By Bill Loader
How can I know the loneliness of being without enough food, looking at my malnourished child, knowing it is too late?
How can I imagine the fear of random acts of violence, the bullying, and the violations on people not allowed a voice?
I can see more now than any previous generation. I can video scenes of destitution and watch them over and over again.
They pass my eyes like so many colours, so many pictures, a mist of too much to see, too much to know – I cannot see.
My eyes have learned to see and not see. My brain has learned to know and not know.
It is a fearful thing to be overwhelmed by just too much, too much human need. Other people’s pain is paralysing.
I want to pretend it is not so, merge the documentaries with the movies and blow it all away as fiction.
If I let it settle it will fall on me like dust and ashes, like a blanket of darkness crushing my soul.
My feeble efforts collapse beneath the weight. It is too much to bear. Something dies within me.
I can learn to dull my senses for relief. Let the radio talk constantly, the music fill the space for hearing; let them drown out the cries and give me peace.
I can escape into religious experiences or sense dulling drugs. Give me my patch of mown lawn, the silence of my cement fences, the comfort of barbecue smells and my friends and family. And why not?
But who said I must bear all that truth? Who said I can ever do enough? Who said I must have the answers? Who said it all rests on me? Why choose the guilt I can never bear without deceiving myself?
There are moments when we feel deeply vulnerable and severely limited – before human need in the wider world and sometimes before our own. We need not run away. Does God conspire to pretend we must be sufficient for all this?

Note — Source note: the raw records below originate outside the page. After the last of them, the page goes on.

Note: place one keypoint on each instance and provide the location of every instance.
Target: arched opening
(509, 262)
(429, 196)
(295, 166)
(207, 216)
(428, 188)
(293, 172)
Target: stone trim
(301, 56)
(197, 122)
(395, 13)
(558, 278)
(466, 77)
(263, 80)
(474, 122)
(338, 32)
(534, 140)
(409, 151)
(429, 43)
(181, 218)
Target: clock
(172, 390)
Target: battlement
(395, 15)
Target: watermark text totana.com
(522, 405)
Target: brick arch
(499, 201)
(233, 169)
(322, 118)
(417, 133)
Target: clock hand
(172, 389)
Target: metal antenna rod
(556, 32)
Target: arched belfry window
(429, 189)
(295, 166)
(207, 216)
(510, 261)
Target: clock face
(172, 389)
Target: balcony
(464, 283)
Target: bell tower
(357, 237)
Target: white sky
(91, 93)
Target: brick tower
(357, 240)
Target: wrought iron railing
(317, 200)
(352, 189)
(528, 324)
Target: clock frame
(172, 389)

Is not God’s love an acknowledgement of our humanity, including forgiveness for our sin, but more than that: being God when we can’t and should never try to be?

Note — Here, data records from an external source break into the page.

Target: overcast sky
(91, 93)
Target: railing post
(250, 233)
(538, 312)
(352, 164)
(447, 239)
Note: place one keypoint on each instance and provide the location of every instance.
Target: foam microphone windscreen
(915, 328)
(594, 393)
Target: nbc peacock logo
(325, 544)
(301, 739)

Does God in Christ not carry all this in brokenness? And of us he asks us to walk alongside and not to fear.
We do not need to fear that need will overwhelm us because we are not pretending we are sufficient to deal with it in the first place.
“In spirit”, in the spirit of shared brokenness and hope we walk with the brokenness of God and the poverty of people.

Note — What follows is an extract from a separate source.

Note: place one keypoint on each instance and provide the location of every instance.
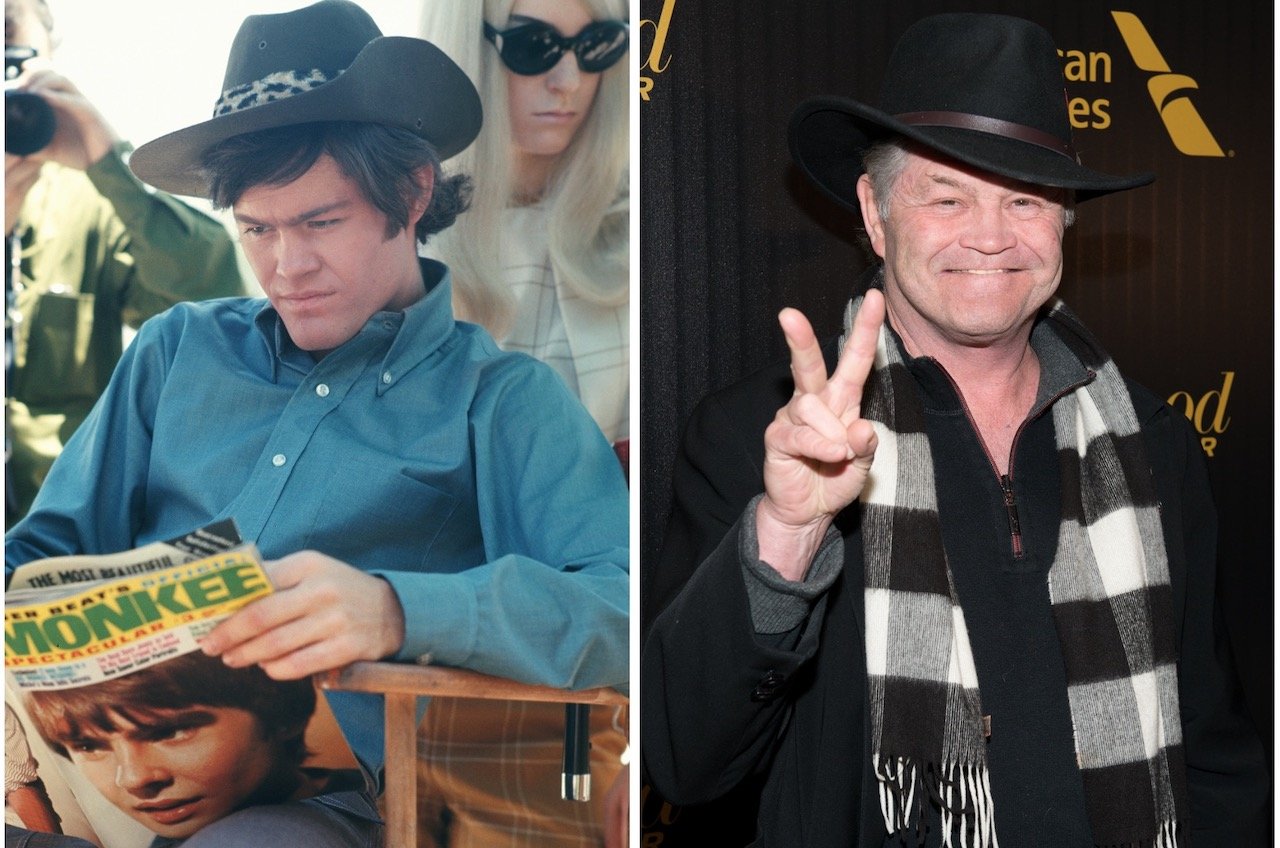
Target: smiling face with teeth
(969, 256)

To do so is to be blessed in hope. It is sufficient that we allow ourselves courage to be present and not to run away, even when all we can sometimes do is cry silently and pray.
Then there can also be peace and joy but not at the expense of need.
Emeritus Professor Bill Loader is a Uniting Church Minister.
This extract is from his book, ‘St Patrick and the Helicopter: Theological Stories and Reflections For Young and Old’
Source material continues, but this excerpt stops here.